Development Dependencies
- typescript: TypeScript compiler.
- tsup: Fast TypeScript bundler.
- vitest: Fast unit test framework.
- @types/*: TypeScript type definitions.
📄 License
This project is under the MIT License. See the LICENSE
file for details.
👥 Contributing
- Fork the repository.
- Create a feature branch.
- Make your changes.
- Add tests if applicable.
- Submit a pull request.
🗺️ Roadmap
Planned Features
- Enhanced MCP Tools: Additional specialized search tools for documentation, APIs, etc.
- Caching Layer: SQLite - based URL → Markdown caching with a 24 - hour TTL.
- Search Engine Abstraction: Support for Brave Search, Bing, and other engines.

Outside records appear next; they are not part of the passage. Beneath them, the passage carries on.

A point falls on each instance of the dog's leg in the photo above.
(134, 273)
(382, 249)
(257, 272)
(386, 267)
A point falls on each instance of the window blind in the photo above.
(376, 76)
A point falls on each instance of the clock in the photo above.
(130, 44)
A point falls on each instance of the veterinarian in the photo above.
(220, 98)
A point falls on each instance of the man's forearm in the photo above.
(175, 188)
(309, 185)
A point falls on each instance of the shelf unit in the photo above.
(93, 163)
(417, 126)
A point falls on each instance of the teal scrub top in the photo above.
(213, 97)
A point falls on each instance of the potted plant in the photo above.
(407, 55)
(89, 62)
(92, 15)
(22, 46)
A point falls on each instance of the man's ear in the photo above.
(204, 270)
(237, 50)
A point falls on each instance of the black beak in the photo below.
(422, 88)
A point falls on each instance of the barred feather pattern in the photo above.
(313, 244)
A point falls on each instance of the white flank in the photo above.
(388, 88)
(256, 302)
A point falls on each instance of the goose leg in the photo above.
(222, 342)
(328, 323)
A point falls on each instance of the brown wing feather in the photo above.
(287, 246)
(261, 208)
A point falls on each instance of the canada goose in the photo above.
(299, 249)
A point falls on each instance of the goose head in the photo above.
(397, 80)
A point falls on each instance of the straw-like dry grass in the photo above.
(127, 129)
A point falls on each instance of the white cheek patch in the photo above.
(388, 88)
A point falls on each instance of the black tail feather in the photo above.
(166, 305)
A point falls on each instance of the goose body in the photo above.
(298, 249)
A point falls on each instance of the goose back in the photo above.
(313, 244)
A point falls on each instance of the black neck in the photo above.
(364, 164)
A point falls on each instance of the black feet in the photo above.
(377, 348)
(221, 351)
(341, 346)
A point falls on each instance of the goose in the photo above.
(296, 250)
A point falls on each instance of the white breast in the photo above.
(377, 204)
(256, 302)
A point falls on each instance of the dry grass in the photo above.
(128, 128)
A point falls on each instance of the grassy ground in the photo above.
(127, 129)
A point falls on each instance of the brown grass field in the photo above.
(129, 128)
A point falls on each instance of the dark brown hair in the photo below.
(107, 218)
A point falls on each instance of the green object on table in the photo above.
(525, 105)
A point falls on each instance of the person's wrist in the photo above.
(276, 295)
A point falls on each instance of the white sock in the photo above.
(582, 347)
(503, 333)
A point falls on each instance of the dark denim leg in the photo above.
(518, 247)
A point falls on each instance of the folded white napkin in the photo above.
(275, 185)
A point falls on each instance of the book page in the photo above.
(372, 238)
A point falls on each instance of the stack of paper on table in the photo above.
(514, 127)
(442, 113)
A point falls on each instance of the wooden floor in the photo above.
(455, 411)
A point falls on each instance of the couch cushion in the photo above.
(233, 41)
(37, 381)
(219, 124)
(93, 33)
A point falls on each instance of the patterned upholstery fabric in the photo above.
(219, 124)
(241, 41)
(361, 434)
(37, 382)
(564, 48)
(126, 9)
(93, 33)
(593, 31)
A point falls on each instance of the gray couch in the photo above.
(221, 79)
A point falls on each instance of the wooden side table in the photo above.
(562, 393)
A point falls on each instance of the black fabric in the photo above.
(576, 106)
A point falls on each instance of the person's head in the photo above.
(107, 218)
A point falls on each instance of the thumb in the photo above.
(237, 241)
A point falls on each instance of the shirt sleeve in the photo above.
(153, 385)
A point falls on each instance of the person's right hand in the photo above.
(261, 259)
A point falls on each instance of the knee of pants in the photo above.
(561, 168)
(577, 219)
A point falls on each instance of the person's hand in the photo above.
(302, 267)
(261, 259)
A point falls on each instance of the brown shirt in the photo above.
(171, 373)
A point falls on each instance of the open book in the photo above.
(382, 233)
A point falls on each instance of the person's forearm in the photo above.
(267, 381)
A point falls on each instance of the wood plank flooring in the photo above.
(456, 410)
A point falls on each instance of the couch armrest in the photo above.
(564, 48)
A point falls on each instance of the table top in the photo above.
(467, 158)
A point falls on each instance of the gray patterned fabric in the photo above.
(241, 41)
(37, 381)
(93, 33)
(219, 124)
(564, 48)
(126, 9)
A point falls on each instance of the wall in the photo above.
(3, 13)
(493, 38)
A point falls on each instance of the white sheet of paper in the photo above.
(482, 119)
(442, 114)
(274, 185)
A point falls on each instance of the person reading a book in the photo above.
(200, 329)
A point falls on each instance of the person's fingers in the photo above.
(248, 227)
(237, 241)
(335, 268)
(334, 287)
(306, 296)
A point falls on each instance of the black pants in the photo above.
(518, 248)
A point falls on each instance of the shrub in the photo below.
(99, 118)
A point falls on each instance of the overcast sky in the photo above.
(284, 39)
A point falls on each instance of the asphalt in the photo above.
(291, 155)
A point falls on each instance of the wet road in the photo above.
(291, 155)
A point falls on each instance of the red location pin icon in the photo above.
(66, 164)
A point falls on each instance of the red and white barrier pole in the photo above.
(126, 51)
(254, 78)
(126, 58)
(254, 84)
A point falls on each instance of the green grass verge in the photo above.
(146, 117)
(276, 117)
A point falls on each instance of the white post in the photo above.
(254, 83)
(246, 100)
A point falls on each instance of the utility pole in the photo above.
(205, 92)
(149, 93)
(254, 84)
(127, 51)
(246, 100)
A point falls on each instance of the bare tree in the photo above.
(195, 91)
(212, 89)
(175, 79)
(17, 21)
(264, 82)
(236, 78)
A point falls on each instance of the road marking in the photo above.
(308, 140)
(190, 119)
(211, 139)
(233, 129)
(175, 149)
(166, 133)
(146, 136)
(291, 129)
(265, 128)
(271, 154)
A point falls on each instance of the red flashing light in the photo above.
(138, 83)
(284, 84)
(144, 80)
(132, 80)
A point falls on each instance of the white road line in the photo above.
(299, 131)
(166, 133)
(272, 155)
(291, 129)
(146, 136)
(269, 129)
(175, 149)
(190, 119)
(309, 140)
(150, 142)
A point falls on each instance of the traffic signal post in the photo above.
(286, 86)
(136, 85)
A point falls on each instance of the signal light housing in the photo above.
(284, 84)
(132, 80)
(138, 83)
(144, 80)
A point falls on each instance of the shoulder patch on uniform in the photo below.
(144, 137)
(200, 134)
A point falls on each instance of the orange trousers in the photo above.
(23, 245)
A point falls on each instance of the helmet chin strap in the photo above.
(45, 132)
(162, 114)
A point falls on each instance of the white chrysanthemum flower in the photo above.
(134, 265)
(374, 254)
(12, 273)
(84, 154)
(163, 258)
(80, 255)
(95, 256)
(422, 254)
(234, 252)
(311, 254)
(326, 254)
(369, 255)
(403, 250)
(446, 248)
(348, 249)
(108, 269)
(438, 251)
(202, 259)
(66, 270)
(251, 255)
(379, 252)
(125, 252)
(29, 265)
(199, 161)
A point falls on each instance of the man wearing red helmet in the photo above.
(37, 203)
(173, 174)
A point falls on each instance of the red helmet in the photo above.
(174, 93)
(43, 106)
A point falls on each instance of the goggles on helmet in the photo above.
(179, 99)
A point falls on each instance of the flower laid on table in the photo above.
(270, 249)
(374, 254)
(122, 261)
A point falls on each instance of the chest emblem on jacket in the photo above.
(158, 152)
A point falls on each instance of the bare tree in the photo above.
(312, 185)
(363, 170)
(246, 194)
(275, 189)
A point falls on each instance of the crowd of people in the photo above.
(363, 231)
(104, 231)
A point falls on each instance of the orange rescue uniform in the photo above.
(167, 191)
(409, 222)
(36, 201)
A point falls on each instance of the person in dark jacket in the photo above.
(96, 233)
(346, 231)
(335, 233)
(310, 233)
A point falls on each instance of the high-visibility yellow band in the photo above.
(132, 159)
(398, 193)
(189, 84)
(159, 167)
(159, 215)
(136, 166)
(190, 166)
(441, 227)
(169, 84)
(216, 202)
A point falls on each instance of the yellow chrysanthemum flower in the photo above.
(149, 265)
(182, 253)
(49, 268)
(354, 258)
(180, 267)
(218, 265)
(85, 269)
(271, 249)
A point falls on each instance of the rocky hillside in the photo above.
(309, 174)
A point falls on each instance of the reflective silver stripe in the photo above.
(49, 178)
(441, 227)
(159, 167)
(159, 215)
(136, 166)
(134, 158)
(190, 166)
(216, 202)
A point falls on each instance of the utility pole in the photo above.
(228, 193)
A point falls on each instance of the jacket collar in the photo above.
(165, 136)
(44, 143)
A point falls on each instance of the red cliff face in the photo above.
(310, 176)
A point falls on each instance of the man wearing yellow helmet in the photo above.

- Content Summarization: Optional AI - powered content summarization.
- Export Formats: JSON, plain text, and other output formats.
- Batch Processing: Process multiple URLs from file input.
- SSE Transport: Support for Server - Sent Events MCP transport.
Performance Improvements
- Parallel Processing: Concurrent content extraction for multiple results.
- Smart Caching: Intelligent cache invalidation based on content freshness.
- Memory Optimization: Streaming content processing for large documents.